Is there some error you see in this output
?
Do you want to instruct tidy to inhibit, modify its fix, of the anchor? If inhibit
why? If modify
, to what?
Because, if left unchanged, and the document also then contains say <div id="content">
, then tidy will report Warning: <div> anchor "content" already defined
...
Maybe could do better with the docs/description here, like explicit
, or even created in c&r
, or something... somehow making it clear somehow this is a created
situation... only in existing in the output...
As will the nu
validator, if run on the tidy results...
Am I misunderstanding something here?
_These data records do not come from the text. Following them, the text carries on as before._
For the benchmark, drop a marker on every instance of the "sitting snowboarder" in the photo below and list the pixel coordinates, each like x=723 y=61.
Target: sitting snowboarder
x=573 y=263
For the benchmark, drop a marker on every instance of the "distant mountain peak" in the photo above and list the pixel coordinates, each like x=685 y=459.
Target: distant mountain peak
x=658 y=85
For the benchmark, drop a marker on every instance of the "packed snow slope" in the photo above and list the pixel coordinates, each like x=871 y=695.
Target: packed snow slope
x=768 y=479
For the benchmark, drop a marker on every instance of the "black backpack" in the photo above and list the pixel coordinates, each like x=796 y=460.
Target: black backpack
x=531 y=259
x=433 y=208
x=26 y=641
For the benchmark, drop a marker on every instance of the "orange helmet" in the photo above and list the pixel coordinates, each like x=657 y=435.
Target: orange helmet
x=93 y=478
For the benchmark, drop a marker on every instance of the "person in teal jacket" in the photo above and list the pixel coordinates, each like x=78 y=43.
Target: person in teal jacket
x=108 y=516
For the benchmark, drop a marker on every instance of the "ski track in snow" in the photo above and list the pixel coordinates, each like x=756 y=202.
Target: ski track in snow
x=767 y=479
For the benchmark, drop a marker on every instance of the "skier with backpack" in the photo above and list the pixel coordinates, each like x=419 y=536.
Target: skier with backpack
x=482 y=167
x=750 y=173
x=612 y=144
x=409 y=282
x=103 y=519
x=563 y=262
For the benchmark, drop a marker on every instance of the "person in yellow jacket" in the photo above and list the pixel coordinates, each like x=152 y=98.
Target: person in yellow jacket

Please explain... thanks...
I am not using tidy to modify HTML. I am only using it to validate existing HTML. I am only using the errors & warnings.
The problem is that when I run
$ tidy -q -e foo.html
I get this warning:
line 10 column 9 - Warning: <div> anchor "content" already defined
Tidy is telling me that there is already an ID called "content", but that's incorrect. There is only one ID called "content".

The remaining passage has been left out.